A former Israeli prime minister on Thursday said incumbent premier Benjamin Netanyahu eroded national security and the size of US defence aid by "irresponsible" handling of relations with Washington.
"Netanyahu’s reckless conduct has... undermined Israel's security," Ehud Barak wrote in a Washington Post op-ed.
"Israel will receive $3.8 billion a year -- an important contribution to our security but far less than what could have been obtained before the prime minister chose to blatantly interfere with US politics."
The United States on Wednesday promised Israel $38 billion between 2019 and 2028 to buy advanced planes and weaponry and boost its missile defence shield, the biggest pledge of military aid in US history.
Barak and other critics say that an even more generous deal could have been achieved if Netanyahu had not campaigned so publicly and vociferously against a nuclear agreement with Iran backed by US President Barack Obama.
Frosty relations between the two leaders went into a deep chill last year, after Netanyahu appeared before the US Congress to lobby against the Iran deal.
The White House viewed the appearance as unprecedented interference by a foreign leader.
"Expressing our opposition to the Iran nuclear deal was certainly legitimate," Barak wrote.
"But instead of holding a candid dialogue behind closed doors with President Obama, Netanyahu went behind his back."
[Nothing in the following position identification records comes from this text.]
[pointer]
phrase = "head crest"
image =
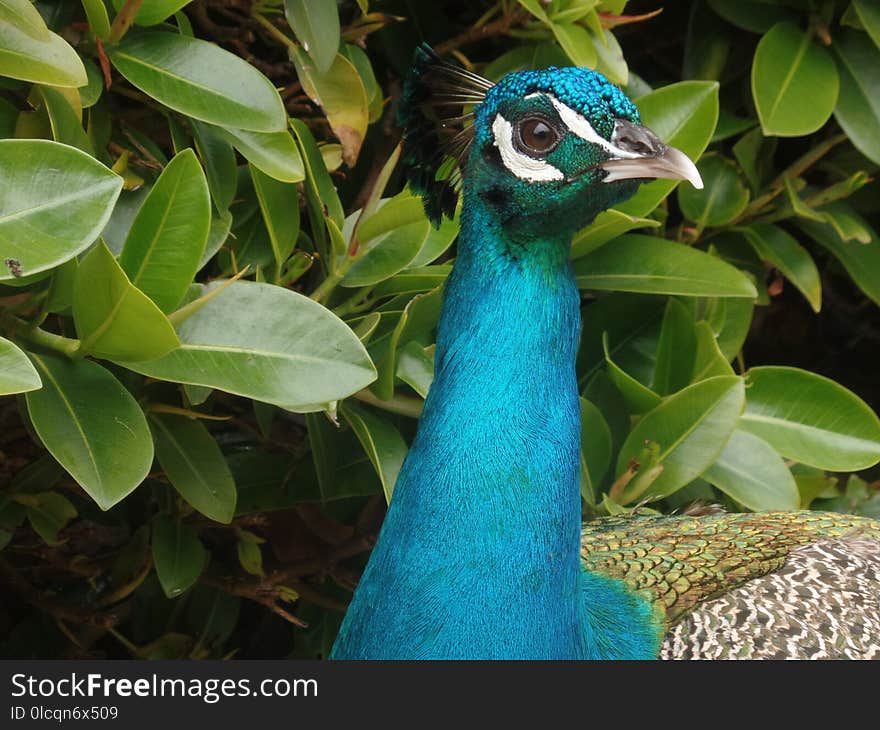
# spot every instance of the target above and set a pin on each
(437, 128)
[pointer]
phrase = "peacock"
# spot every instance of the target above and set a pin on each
(482, 554)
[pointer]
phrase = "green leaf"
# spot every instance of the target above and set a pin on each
(113, 318)
(220, 165)
(199, 79)
(340, 92)
(48, 514)
(96, 15)
(385, 255)
(17, 374)
(858, 106)
(194, 465)
(415, 366)
(687, 433)
(66, 124)
(652, 265)
(178, 555)
(249, 555)
(751, 472)
(167, 238)
(608, 225)
(49, 60)
(811, 419)
(596, 448)
(380, 440)
(92, 425)
(781, 249)
(709, 361)
(794, 82)
(576, 42)
(279, 203)
(861, 260)
(676, 350)
(25, 17)
(639, 398)
(316, 25)
(153, 12)
(274, 153)
(869, 13)
(722, 199)
(54, 201)
(684, 115)
(269, 344)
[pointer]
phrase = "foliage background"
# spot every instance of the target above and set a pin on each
(217, 305)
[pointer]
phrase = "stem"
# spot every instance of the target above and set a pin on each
(401, 404)
(123, 20)
(36, 336)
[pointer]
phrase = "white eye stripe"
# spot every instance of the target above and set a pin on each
(580, 126)
(523, 166)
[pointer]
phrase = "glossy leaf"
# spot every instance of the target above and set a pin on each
(49, 59)
(639, 398)
(381, 441)
(722, 199)
(751, 472)
(709, 361)
(781, 249)
(65, 120)
(794, 82)
(861, 260)
(274, 153)
(676, 349)
(167, 238)
(178, 555)
(608, 225)
(858, 106)
(269, 344)
(154, 11)
(683, 115)
(200, 79)
(316, 24)
(340, 92)
(194, 465)
(811, 419)
(684, 435)
(92, 425)
(596, 448)
(17, 374)
(113, 318)
(25, 17)
(279, 203)
(651, 265)
(54, 201)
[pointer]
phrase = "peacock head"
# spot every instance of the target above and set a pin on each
(546, 151)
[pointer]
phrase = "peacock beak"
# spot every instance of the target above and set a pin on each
(643, 155)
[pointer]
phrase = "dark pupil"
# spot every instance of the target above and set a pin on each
(537, 134)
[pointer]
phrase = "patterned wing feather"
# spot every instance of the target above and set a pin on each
(783, 584)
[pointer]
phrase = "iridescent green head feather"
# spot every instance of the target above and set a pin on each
(543, 149)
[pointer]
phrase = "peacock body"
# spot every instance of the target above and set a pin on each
(482, 553)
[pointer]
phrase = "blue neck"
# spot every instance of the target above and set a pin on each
(479, 552)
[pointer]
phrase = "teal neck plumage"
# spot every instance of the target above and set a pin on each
(478, 555)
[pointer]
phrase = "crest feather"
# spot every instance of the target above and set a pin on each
(438, 128)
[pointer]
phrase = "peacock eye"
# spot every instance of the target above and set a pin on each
(536, 136)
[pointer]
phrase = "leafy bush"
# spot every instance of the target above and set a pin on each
(218, 306)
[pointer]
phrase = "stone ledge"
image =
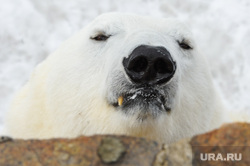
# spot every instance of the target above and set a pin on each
(123, 150)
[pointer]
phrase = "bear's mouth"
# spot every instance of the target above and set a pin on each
(146, 99)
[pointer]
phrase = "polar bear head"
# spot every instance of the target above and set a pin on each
(123, 74)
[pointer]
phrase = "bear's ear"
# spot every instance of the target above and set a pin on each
(185, 44)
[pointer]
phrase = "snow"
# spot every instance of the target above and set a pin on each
(31, 29)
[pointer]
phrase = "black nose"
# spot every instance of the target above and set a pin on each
(149, 65)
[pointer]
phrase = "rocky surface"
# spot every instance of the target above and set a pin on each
(126, 151)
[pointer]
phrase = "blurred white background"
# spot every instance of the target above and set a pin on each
(31, 29)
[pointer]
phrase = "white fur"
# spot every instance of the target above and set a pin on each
(66, 94)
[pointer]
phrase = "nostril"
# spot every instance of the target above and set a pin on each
(138, 64)
(162, 67)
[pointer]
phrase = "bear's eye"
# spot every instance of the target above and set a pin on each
(100, 37)
(184, 45)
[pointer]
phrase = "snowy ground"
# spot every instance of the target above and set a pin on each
(31, 29)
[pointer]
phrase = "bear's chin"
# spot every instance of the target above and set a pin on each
(143, 103)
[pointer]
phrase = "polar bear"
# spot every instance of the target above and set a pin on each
(122, 74)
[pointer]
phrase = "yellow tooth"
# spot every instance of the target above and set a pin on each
(120, 100)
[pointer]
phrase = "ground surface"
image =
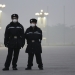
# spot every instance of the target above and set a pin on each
(57, 60)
The previous 10-year aid package amounted to $30 billion, but did not include the $5 billion US assistance for missile defence contained in the update.
Barak served as the Labour party's prime minister between 1999 and 2001 then as defence minister from 2009 to 2013 in a coalition government under Netanyahu.
The highly decorated former armed forces chief said the new US defence package packs less bang for the buck than it might appear to, due to erosion caused by inflation in arms prices and some of the deal's terms.
One is the gradual phasing out of a concession which in the past allowed Israel to spend 26.3 percent of the aid outside the United States, a privilege which gave a valuable boost to the Jewish state's own advanced defence industry.
Another condition is that Israel agrees not to lobby the US congress for extra missile defence funding, except in emergencies and only with the agreement of the US administration.